A Common Table Expression (CTE) is a temporary set of results created from a dataset in a database that gets used like any other table. They allow you to write complex queries by breaking them into more manageable (and reusable) blocks.

For Rails versions <=7.0, we must use Common Table Expressions as raw SQL. Here’s an elementary example:

sql = <<-SQL.squish
  WITH not_in_team AS (
    SELECT users.id FROM users
    WHERE team_id IS NULL
  )
  SELECT * FROM users
  WHERE id NOT IN(SELECT * FROM not_in_team)
SQL

result = User.find_by_sql(sql)
# User Load (4.6ms)  WITH not_in_team AS ( SELECT users.id FROM users WHERE team_id IS NULL ) SELECT * FROM users WHERE id NOT IN(SELECT * FROM not_in_team)

The SQL isn’t important here…what is essential is that we have to construct a query using raw SQL. Writing a query in SQL is a problem for a couple of reasons:

  • If we were using values provided by a user, we’d have to escape them manually.
  • We leave ourselves open to N+1 queries.
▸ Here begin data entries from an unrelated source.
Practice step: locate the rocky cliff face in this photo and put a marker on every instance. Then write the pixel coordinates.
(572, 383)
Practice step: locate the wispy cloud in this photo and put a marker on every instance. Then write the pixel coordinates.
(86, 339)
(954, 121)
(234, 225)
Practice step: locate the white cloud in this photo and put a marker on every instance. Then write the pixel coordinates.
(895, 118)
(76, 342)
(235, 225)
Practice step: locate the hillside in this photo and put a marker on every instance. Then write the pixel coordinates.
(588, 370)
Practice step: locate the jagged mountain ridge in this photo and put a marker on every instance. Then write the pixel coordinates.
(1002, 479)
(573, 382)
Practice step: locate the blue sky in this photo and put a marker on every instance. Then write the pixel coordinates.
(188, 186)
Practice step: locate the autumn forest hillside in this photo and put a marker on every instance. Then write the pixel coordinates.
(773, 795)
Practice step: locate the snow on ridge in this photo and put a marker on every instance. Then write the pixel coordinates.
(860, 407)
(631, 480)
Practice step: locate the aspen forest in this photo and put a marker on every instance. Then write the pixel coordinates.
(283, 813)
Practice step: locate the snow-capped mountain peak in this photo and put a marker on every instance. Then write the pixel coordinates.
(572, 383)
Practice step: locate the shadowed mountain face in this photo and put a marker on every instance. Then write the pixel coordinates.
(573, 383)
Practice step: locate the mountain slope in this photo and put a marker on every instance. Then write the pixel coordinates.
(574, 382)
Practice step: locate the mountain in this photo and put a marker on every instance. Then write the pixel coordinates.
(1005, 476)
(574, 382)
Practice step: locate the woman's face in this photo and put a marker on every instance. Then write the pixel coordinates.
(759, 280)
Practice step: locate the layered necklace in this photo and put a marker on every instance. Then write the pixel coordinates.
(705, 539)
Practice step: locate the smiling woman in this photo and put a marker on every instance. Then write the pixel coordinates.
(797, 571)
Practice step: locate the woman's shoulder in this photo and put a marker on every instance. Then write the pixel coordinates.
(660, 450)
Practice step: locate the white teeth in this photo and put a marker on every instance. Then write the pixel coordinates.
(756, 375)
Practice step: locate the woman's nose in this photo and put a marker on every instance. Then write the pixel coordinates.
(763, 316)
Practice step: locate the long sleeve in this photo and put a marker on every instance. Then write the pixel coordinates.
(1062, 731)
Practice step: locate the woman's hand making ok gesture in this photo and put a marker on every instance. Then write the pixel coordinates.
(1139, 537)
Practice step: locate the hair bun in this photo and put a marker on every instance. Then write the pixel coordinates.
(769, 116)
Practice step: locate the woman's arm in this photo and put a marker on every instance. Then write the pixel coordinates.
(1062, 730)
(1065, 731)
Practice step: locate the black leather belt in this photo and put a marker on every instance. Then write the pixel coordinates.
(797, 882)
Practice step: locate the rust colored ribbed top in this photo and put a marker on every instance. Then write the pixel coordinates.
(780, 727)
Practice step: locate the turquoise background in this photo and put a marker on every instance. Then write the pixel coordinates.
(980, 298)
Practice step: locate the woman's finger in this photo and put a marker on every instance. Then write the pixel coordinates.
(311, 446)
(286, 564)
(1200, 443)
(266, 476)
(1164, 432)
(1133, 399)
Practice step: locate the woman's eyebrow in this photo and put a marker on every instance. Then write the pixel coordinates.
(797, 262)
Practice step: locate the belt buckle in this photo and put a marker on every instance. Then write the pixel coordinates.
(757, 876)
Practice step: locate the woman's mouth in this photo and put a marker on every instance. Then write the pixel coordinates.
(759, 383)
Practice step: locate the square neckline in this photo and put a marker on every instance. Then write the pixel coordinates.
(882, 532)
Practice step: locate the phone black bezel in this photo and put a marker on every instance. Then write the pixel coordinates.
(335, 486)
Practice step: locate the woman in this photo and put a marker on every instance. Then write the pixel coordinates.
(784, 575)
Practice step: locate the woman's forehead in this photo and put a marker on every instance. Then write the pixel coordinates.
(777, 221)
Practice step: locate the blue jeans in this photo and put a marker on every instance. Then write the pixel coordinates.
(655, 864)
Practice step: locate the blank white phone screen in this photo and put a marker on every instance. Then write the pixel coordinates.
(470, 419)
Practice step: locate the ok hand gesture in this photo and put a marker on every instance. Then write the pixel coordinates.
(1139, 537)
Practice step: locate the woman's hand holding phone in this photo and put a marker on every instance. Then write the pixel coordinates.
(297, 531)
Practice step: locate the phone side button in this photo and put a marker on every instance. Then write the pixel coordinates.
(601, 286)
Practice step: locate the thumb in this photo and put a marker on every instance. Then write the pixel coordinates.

Let’s look into the N+1 issue. If we wanted to iterate over the users and print out all of the names of the teams that they’re in, we might do something like this:

result.map { _1.team.name }.join(', ')
# Team Load (1.1ms)  SELECT "teams".* FROM "teams" WHERE "teams"."id" = $1 LIMIT $2  [["id", 1], ["LIMIT", 1]]
# Team Load (0.4ms)  SELECT "teams".* FROM "teams" WHERE "teams"."id" = $1 LIMIT $2  [["id", 1], ["LIMIT", 1]]
# Team Load (0.3ms)  SELECT "teams".* FROM "teams" WHERE "teams"."id" = $1 LIMIT $2  [["id", 2], ["LIMIT", 1]]
# Team Load (0.3ms)  SELECT "teams".* FROM "teams" WHERE "teams"."id" = $1 LIMIT $2  [["id", 2], ["LIMIT", 1]]
# => "A Team, A Team, B Team, B Team"

The code above would give the desired result, but for each user, it would perform an SQL query which could be more efficient. Usually, when writing an ActiveRecord query, we’d use preload, which would preload the teams association, thereby reducing the number of database calls from N+1 to 2. We can’t do that with raw SQL.

There is a workaround — we can call the preloader directly:

ActiveRecord::Associations::Preloader.new(records: result, associations: [:team]).call
# Team Load (0.8ms)  SELECT "teams".* FROM "teams" WHERE "teams"."id" IN ($1, $2)  [["id", 1], ["id", 2]]

result.map { _1.team.name }.join(', ')
# => "A Team, A Team, B Team, B Team"

Manually calling the preloader solves the N+1 issue. It feels a little hacky, but it works.

Luckily, Rails 7.1 will make this easier — in it, we can use ActiveRecord to define Common Table Expressions, which means we can also use preload.

result = User.with(not_in_team: User.where(team_id: nil).select(:id))
             .where('users.id NOT IN(SELECT * FROM not_in_team)')
             .preload(:team)

# User Load (0.7ms)  WITH "not_in_team" AS (SELECT "users"."id" FROM "users" WHERE "users"."team_id" IS NULL) SELECT "users".* FROM "users" WHERE (users.id NOT IN(SELECT * FROM not_in_team))
# Team Load (0.5ms)  SELECT "teams".* FROM "teams" WHERE "teams"."id" IN ($1, $2)  [["id", 1], ["id", 2]]

result.map { _1.team.name }.join(', ')
# => "A Team, A Team, B Team, B Team"

We define the CTE using the with method; we can then use it in the where condition as we did with the raw SQL.

Notice that we can then use preload. Much cleaner, and no N+1!

This is a really simplified example to give a bare bone demonstration of what’s coming. There is a much more detailed discussion in the PR that added the functionality with more realistic examples if you’d like to dig a little deeper.